Arnaud Labelle-Rojoux
[inaudible] l'a fait beaucoup plus.
Pierre Encrevé
Oui, mais pas… Peut-être, c'est possible... je n’ai pas calculé exactement. Disons simplement qu’il a fait beaucoup d’horizontalité. Je suis tout à fait prêt à le penser, ce n’est pas un concours. Mais il a fait… il passe à l’horizontalité. Et puis, au-delà de ce chemin, on a d’abord du noir et blanc et puis du blanc et noir. Au-delà de ce chemin, en 79…
Laure Adler
Coupure ?
Pierre Encrevé
Totalement en ce sens que la toile va être entièrement recouverte de noir mais travaillée, dans sa texture, en lisse et en aplat, de telle sorte que la lumière soit reflétée et de telle sorte aussi, quand on se déplace devant la toile, alternativement, le même point est blanc ou noir. Pas forcément blanc.
Laure Adler
Pas forcément blanc.
Pierre Encrevé
Ça dépend de a lumière qu’on projette dessus. A Sète, devant la mer, la toile est souvent très bleue.
Laure Adler
Et donc, Philippe Sollers, comment… Ils sont en train de faire des facéties derrière votre dos, Pierre Encrevé, je vous signale.
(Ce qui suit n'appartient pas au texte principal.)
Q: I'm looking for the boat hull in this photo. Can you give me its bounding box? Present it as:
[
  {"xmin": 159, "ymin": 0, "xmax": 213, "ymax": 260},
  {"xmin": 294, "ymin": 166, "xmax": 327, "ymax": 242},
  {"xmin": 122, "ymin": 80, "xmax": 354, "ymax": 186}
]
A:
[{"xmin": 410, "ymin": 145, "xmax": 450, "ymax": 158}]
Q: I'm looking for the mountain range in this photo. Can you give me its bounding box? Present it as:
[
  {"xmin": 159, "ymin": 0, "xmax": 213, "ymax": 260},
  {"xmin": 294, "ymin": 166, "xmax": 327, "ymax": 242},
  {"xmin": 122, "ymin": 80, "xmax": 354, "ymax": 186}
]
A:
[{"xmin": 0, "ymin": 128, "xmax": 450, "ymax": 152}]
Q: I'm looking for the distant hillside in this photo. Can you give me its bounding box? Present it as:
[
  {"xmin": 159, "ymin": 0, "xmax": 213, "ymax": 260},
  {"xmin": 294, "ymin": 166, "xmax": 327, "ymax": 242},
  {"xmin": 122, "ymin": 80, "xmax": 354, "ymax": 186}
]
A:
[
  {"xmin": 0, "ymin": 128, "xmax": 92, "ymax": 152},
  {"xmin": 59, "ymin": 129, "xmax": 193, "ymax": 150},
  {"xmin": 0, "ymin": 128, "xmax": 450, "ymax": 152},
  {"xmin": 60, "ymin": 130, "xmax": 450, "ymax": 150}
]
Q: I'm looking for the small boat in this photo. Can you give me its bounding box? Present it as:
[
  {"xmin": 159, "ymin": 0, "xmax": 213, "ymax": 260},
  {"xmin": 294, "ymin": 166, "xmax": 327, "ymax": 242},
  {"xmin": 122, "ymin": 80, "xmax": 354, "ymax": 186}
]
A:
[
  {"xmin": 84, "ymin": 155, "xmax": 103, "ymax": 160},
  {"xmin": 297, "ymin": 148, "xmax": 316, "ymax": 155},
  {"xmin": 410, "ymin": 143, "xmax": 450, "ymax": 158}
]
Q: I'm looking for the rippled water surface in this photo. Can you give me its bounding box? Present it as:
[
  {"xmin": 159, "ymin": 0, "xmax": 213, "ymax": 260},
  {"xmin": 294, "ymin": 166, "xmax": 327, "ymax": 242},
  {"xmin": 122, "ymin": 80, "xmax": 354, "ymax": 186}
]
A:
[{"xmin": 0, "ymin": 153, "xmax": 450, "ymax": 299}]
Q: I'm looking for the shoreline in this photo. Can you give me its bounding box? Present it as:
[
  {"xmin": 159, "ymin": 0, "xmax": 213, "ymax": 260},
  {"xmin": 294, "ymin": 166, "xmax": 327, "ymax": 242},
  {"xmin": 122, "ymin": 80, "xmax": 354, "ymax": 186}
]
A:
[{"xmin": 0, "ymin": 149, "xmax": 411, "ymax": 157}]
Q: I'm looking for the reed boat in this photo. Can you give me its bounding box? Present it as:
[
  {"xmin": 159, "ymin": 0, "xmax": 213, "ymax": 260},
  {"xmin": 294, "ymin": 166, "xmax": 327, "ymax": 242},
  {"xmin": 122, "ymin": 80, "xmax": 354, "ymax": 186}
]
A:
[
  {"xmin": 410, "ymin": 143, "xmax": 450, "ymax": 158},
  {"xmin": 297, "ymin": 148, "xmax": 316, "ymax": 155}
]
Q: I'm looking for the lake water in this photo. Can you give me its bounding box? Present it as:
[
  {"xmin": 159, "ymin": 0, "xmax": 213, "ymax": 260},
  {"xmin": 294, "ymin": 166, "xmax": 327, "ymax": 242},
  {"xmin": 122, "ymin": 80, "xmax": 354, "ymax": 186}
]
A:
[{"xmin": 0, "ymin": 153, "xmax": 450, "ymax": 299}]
Ils vous mettent une auréole blanche pour que, sans doute, on puisse voir votre visage en noir. Philipe Sollers, est-ce que vous considérez que Pierre Soulages, comme beaucoup de critiques s’accordent à le dire, est un des grands peintres de la fin du XXe siècle ? Voilà un homme qui, comme Balthus, dont on parlait tout à l’heure, s’est toujours tenu à l’écart de toutes les écoles et s’est toujours tenu solitaire dans son art, dans son obstination.
Phillipe Sollers
Je crois que ce qu’on peut dire rapidement, très rapidement, trop rapidement, sans doute, c’est que je trouve qu’il y a… Soulages et Balthus, à leur façon, témoignent l’un et l’autre d’un embarras avec la figuration. C'est-à-dire que l’un se replie sur l’image… (je suis très sérieux, là), se replie parce qu’il y a une pression historique donnée, se replie sur une sorte d’imagerie artisanale. C’est une peinture où les corps sont, en quelque sorte, exangues, vidés de leur substance. Ils sont en bois. Ce sont comme des automates. Ce sont comme des mannequins de vitrine. Il y a donc là un drame particulier qui sont… comme dans… qui veut que les corps soient, en quelque sorte, vidés de leur substance. C’est pour ça que les petites filles sont là, comme en attente, d’un événement qui n’arrivera en quelque sorte jamais, qu’il soit sexuel ou historique. Attendez. C’est un embarras par rapport… Attendez. C’est un embarras par rapport à la figure, au fait de se colleter avec la figure. Chez Soulages, nous avons une tendance… une autre tendance, une autre façon de procéder qui consiste à calciner l’espace et à le rendre de façon assez aussi dramatique parce que ce sont des peintures dramatiques, métaphysiques en quelque sorte et religieuses.
Laure Adler
Même s’il le nie, lui, Soulages.
Phillipe Sollers
Et religieuses.
Laure Adler
Il déteste qu’on lui dise ça. Il le refuse.
Phillipe Sollers
Balthus est un peintre religieux et métaphysique. C’est évident. C’est évident. Et Claude Roy, d’ailleurs, n’arrête pas de le dire. Il y a une recherche métaphysique chez Balthus. Et il y a aussi une recherche religieuse chez Soulages. C'est-à-dire c’est un embarras… Je peux terminer ? C’est un embarras… C’est un embarras historique par rapport à ce qui est arrivé au corps humain au XXe siècle. C'est-à-dire comment le traiter, traiter son drame fondamental ? Et nous allons en arriver à Francis Bacon, un jour ou l’autre.
Laure Adler
J’ai compris. J’ai compris la chute. On y reviendra tout à l’heure.
Pierre Encrevé
Oui, oui, on a bien vu le passage, mais l'histoire de la peinture au XXe n'est peut-être pas aussi simple.
Phillipe Sollers
Voilà comment je vois les choses. Ça ne me paraît pas dépourvu de sens.